Verapamil is excreted in human milk. Because of the potential for adverse reactions in nursing infants from verapamil, nursing should be discontinued while verapamil is administered.

Pediatric use:

Safety and efficacy of verapamil hydrochloride extended-release tablets in pediatric patients below the age of 18 years have not been established.

Animal pharmacology and/or animal toxicology:

In chronic animal toxicology studies, verapamil caused lenticular and/or suture line changes at 30 mg/kg/day or greater, and frank cataracts at 62.5 mg/kg/day or greater in the beagle dog but not in the rat. Development of cataracts due to verapamil has not been reported in man.

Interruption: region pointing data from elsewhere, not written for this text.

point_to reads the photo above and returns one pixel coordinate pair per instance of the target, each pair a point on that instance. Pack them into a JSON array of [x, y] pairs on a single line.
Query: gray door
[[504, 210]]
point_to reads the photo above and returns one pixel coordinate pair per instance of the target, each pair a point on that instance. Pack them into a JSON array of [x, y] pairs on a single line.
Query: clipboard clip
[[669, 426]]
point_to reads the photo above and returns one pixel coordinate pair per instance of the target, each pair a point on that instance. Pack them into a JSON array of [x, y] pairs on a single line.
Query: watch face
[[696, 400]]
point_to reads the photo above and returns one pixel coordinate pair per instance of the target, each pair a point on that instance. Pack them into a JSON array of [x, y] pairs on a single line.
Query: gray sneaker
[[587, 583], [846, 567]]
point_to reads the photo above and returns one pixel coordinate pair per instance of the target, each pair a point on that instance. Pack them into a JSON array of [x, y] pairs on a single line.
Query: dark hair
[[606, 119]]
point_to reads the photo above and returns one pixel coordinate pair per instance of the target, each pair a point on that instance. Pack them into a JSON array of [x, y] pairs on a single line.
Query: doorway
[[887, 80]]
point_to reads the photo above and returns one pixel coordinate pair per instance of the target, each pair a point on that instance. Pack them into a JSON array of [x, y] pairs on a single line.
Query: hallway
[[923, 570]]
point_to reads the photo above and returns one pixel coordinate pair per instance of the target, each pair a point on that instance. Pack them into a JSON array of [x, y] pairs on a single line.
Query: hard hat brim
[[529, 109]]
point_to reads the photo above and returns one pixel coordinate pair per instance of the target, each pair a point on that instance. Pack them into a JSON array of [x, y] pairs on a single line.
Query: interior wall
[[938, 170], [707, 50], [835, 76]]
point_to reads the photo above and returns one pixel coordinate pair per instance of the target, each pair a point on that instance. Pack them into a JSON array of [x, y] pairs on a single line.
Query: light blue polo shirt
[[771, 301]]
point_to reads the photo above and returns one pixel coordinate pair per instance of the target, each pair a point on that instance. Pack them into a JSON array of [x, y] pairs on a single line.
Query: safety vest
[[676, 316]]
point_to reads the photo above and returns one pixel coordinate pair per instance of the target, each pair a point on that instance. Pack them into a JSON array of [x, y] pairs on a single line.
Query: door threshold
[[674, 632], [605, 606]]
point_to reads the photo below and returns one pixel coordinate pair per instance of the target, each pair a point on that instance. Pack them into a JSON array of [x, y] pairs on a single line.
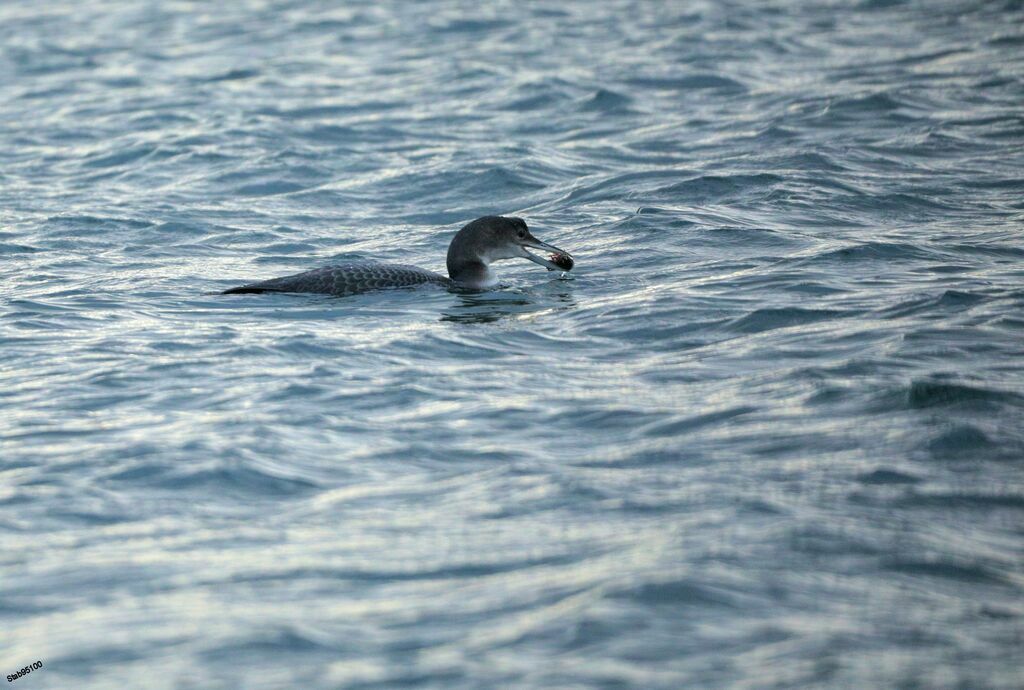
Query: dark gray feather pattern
[[346, 278]]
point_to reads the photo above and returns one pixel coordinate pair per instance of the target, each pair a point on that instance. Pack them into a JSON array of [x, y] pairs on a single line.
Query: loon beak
[[559, 258]]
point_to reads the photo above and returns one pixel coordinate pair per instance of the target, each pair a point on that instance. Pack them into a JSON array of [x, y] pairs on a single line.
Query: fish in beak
[[557, 259]]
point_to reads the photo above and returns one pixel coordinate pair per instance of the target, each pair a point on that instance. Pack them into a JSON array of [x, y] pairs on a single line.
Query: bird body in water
[[472, 251]]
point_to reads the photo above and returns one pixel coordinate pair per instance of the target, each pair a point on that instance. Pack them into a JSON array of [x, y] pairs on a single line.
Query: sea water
[[769, 435]]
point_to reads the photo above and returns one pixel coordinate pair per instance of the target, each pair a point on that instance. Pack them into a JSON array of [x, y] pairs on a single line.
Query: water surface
[[769, 435]]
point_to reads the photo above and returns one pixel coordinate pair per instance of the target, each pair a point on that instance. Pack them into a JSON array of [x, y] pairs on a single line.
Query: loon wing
[[345, 278]]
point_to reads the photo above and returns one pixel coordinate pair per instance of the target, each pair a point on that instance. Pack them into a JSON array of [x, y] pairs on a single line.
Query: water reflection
[[493, 305]]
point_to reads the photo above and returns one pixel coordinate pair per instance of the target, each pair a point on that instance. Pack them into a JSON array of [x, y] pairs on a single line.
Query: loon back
[[345, 278]]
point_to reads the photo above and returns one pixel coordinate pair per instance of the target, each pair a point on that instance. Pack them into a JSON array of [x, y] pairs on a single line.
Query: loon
[[470, 254]]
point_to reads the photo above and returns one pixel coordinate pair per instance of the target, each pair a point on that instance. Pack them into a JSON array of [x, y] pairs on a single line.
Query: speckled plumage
[[469, 256], [346, 278]]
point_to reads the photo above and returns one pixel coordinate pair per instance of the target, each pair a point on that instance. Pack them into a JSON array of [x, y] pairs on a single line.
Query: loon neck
[[472, 273]]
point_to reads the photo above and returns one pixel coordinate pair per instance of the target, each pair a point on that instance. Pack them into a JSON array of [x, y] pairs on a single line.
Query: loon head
[[493, 239]]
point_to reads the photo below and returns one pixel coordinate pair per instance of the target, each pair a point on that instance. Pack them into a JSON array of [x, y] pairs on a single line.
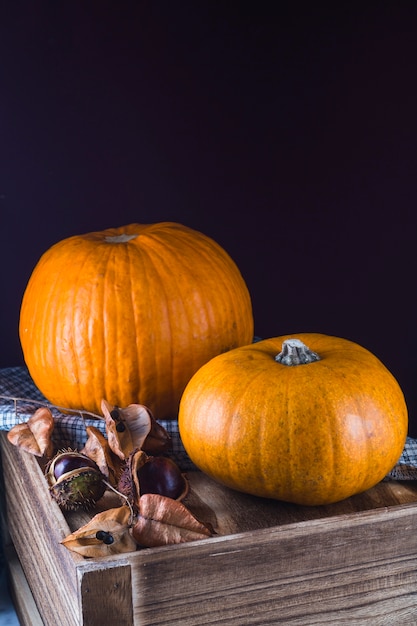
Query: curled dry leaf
[[35, 435], [129, 484], [105, 534], [126, 431], [133, 427], [163, 521], [97, 448]]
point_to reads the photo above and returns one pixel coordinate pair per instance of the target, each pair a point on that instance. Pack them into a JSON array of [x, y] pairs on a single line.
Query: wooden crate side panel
[[106, 594], [36, 527], [309, 573]]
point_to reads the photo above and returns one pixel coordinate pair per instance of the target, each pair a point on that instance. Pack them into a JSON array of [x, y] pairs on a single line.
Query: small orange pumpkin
[[130, 314], [310, 421]]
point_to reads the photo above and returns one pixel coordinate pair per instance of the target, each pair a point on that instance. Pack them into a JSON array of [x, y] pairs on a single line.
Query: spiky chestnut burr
[[75, 480]]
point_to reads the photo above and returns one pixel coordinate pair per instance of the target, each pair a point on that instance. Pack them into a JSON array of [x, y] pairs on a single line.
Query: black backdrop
[[285, 130]]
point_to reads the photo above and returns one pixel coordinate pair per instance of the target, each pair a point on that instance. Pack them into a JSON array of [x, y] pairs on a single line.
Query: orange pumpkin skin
[[310, 434], [130, 314]]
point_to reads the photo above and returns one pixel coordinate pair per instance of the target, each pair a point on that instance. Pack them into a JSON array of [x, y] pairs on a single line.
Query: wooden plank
[[326, 571], [26, 609], [106, 594]]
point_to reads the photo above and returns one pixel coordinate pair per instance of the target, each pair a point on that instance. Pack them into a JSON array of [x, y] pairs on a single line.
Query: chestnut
[[75, 480], [161, 475]]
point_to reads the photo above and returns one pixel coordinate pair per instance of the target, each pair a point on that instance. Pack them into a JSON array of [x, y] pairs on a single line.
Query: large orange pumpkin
[[129, 314], [322, 421]]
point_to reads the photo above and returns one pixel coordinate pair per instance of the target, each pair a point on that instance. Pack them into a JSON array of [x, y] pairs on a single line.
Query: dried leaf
[[163, 521], [126, 428], [157, 440], [35, 435], [105, 534], [129, 483], [97, 448]]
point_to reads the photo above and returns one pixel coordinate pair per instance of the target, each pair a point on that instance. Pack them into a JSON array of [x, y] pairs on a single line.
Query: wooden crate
[[270, 563]]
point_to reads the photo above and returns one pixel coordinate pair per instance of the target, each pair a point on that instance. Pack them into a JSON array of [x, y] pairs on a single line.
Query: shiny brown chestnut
[[75, 480], [161, 475]]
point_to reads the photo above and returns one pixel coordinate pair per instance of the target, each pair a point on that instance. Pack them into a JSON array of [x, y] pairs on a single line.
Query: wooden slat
[[106, 594], [26, 609], [327, 571]]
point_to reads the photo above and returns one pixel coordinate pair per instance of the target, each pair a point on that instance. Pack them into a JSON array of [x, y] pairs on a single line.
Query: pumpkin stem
[[295, 352]]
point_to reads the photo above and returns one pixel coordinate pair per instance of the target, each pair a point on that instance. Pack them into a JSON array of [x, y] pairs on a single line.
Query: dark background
[[284, 130]]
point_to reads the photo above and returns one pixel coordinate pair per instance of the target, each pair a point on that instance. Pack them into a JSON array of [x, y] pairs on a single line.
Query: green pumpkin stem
[[295, 352]]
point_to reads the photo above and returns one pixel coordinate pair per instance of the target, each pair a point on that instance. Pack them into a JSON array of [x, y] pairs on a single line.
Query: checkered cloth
[[19, 399]]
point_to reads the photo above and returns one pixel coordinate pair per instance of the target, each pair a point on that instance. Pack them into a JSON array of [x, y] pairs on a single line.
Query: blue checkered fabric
[[19, 399]]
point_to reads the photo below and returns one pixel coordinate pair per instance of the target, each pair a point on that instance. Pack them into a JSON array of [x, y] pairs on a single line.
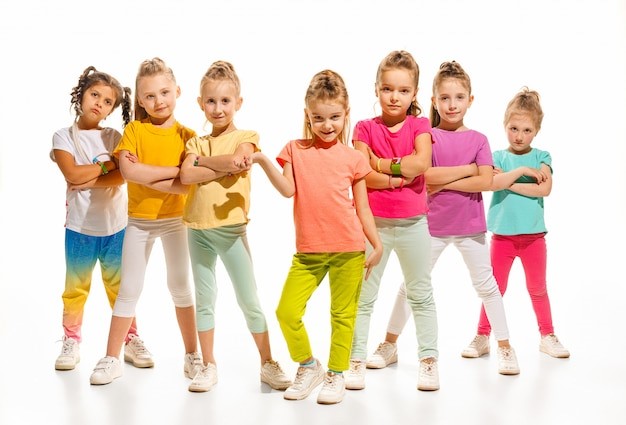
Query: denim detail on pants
[[345, 274], [141, 234], [230, 244], [81, 254], [410, 240], [532, 252]]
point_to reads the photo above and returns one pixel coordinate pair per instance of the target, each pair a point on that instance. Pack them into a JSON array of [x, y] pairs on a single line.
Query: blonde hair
[[327, 85], [401, 59], [448, 70], [221, 71], [149, 68], [525, 102]]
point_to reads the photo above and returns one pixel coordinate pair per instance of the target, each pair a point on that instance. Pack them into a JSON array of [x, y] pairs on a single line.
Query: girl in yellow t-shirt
[[216, 213], [149, 155]]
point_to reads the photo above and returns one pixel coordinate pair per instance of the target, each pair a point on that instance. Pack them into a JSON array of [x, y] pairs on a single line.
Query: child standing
[[216, 213], [522, 178], [320, 171], [95, 203], [462, 169], [150, 154], [398, 144]]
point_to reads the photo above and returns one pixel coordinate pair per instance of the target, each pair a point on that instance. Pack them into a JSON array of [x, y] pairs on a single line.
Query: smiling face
[[327, 119], [97, 103], [451, 100], [220, 100], [520, 131], [395, 90], [157, 94]]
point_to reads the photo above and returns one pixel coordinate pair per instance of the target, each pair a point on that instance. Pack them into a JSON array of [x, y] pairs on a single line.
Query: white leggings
[[475, 253], [138, 242]]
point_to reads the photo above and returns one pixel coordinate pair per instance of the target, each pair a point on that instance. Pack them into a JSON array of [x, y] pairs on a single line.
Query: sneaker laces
[[138, 346], [68, 346]]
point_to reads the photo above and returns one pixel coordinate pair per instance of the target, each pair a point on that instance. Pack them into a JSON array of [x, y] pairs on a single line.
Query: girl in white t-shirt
[[96, 205]]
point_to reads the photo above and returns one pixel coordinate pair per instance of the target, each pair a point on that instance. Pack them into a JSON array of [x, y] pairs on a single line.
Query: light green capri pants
[[230, 243]]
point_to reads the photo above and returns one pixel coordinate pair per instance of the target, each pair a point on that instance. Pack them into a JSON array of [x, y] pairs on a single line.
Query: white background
[[572, 52]]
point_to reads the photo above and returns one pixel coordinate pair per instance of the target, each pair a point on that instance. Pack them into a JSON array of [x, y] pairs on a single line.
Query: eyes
[[107, 101], [404, 90]]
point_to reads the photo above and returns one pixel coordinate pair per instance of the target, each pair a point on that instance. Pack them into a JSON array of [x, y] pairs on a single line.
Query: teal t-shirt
[[511, 213]]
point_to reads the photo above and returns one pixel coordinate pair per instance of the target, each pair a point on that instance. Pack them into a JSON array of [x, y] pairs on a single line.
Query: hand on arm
[[359, 191], [83, 174], [284, 182], [542, 188], [376, 179]]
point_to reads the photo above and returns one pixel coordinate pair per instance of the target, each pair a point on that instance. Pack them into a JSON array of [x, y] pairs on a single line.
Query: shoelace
[[103, 364], [68, 346]]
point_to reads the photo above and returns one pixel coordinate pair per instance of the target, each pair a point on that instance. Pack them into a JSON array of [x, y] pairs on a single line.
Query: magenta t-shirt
[[454, 213], [410, 201]]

DOSAGE & ADMINISTRATION SECTION

LOINC: 34068-7Updated: 10/24/2023

DOSAGE AND ADMINISTRATION

Essential hypertension:

The dose of verapamil hydrochloride extended-release tablets should be individualized by titration and the drug should be administered with food. Initiate therapy with 180 mg of sustained-release verapamil HCl, verapamil hydrochloride extended-release tablets, given in the morning. Lower initial doses of 120 mg a day may be warranted in patients who may have an increased response to verapamil (e.g., the elderly or small people). Upward titration should be based on therapeutic efficacy and safety evaluated weekly and approximately 24 hours after the previous dose. The antihypertensive effects of verapamil hydrochloride extended-release tablets are evident within the first week of therapy.

If adequate response is not obtained with 180 mg of verapamil hydrochloride extended-release tablets, the dose may be titrated upward in the following manner:

240 mg each morning,
180 mg each morning plus 180 mg each evening; or 240 mg each morning plus 120 mg each evening,
240 mg every 12 hours.

When switching from immediate-release verapamil hydrochloride tablets to verapamil hydrochloride extended-release tablets, the total daily dose in milligrams may remain the same.